L’analyse de Michaël Roberts d’une manière générale s’appuie sur la loi marxiste de baisse tendancielle des taux de profit (dont il documente régulièrement les preuves statistiques qui s’accumulent petit à petit) et sur le fait de considérer que ce sont les investissements qui sont les moteurs du développement économique, et que, dans les sociétés capitalistes, les investissements sont eux-mêmes corrélés au taux de profit.
La particularité de son analyse de la stratégie économique chinoise est double :
- Il documente avec impartialité la réalité du dynamisme économique chinois, et cela permet de battre en brèche la propagande permanente anti-chinoise, qui nous promet chaque année essoufflement, voire effondrement de l’économie chinoise.

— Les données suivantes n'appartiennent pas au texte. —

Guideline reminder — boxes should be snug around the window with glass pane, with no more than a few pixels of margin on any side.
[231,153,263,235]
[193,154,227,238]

- Il considère (et certains signes montrent que ce point de vue est peut-être en train de devenir celui de la direction chinoise) que, si l’introduction du marché a permis d’alimenter plusieurs décennies de croissance économique exceptionnelle, cette étape atteint désormais ses limites et appelle à un renforcement de la dimension socialiste de l’économie chinoise. En particulier, Michaël Roberts considère que la bonne sortie de la crise spéculative immobilière réside dans la reprise par l’état d’une part importante du parc et de la construction de logements, en ligne avec la phrase de Xi Jinping : l’immobilier est là pour loger les gens pas pour la spéculation.
Sur ce blog, nous avons toujours considéré que, dans l’économie socialiste de marché chinoise, la part socialiste est dominante et détermine le caractère global socialiste du stade de développement actuel de la Chine. Cette part socialiste s’appuie sur la direction politique assurée par la parti communiste chinois et les institutions populaires, sur la présence d’une part importante d’entreprises d’état, notamment au niveau des infrastructures et de l’industrie lourde, ainsi que sur l’expérience politique et sociale et l’unité du peuple chinois. Pour autant, le PCC continue à accorder au marché une place importante dans le développement économique de la Chine et est en particulier vigilant sur le fait que les entreprises d’état ne pratiquent pas une concurrence déloyale et une bureaucratisation de l’économie.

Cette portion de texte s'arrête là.